We got to talking about the B.B.C.C.
“I guess the country club scene really wasn’t for him,” I said, “since he didn’t play golf or tennis, and I can’t imagine him sitting around playing dominoes, drinking beer and bourbon.”
“Oh, no,” Charlie corrected me, “he wanted to join. He applied at the Highgate and others, but didn’t get anywhere.”
Charlie paused. “We’re Jewish.”
“I had no idea,” I fumbled.
“Yeah, my dad tried to find a sponsor but I guess they all knew it was futile. So they didn’t try.”

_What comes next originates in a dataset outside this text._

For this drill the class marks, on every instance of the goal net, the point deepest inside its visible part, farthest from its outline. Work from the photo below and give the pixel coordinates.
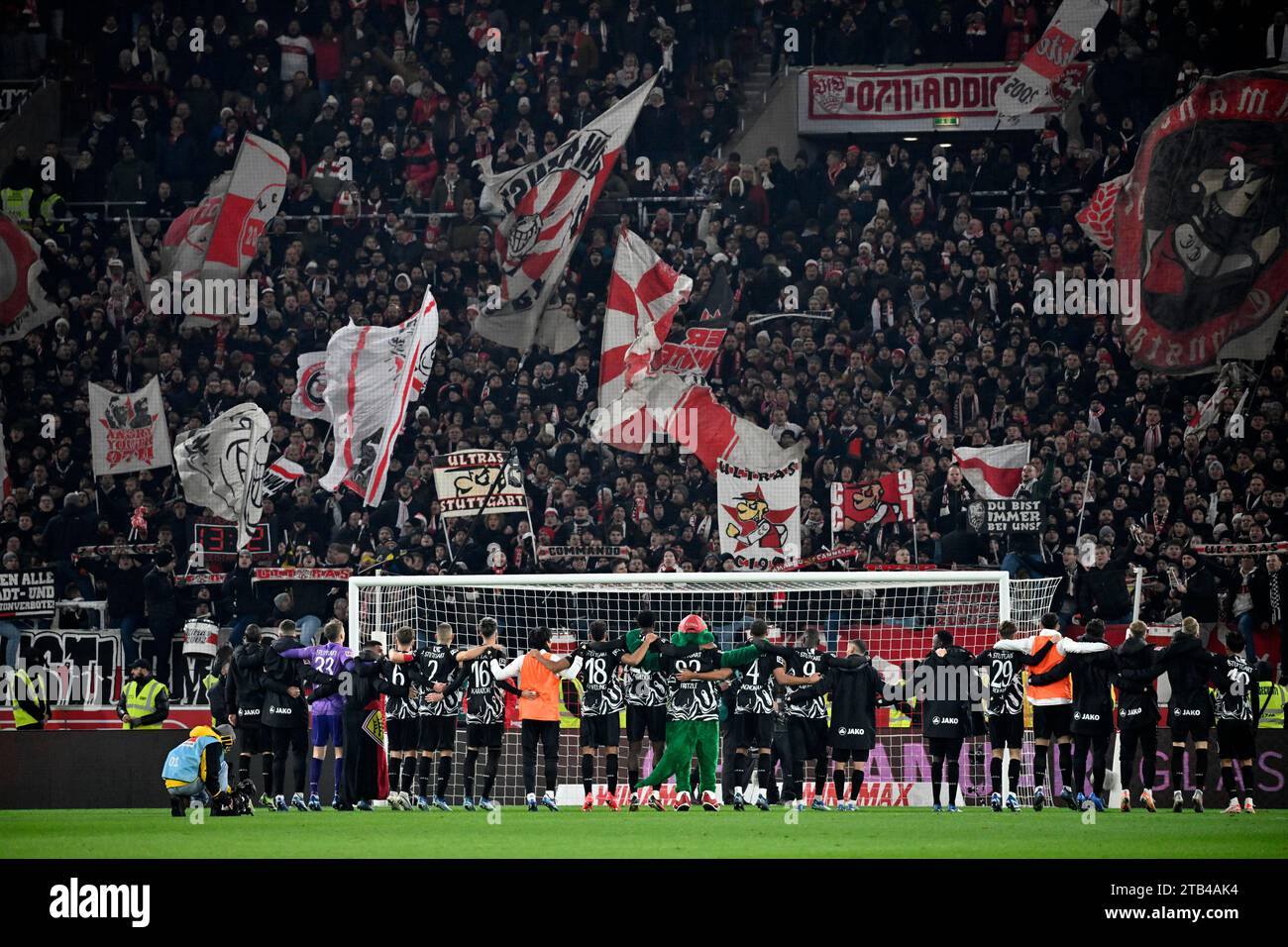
(897, 613)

“They? You mean his neighbors?”
“Yes.”
Charlie asked me about my life, I asked about his. We exchanged broad outlines. I couldn’t shake what he’d just told me, and was still thinking about it when I rejoined Carolyn and my mother. My sisters soon appeared. They, too, had found Charlie and got patches.
As we got in the car, I laid my patch on the console between my mother and me, understanding, for the first time, the truth about belly buttons.
“Because everyone’s got one,” I said out loud.
“What?” my mother asked.
I pointed to the patch, wondering what more I might say.
“Everyone’s got one,” I said again.
My sisters laughed. Lee said she was happy to get one. Mary said she couldn’t believe there were any patches still in existence. As I drove, they talked about the ceremony and poor Nan Aronson and the size of the crowd and how good Scotty Davies looked. We rode in sunshine down the beautiful avenue through the gorgeous neighborhood to my mother’s house. The place I grew up. My childhood home. Native ground.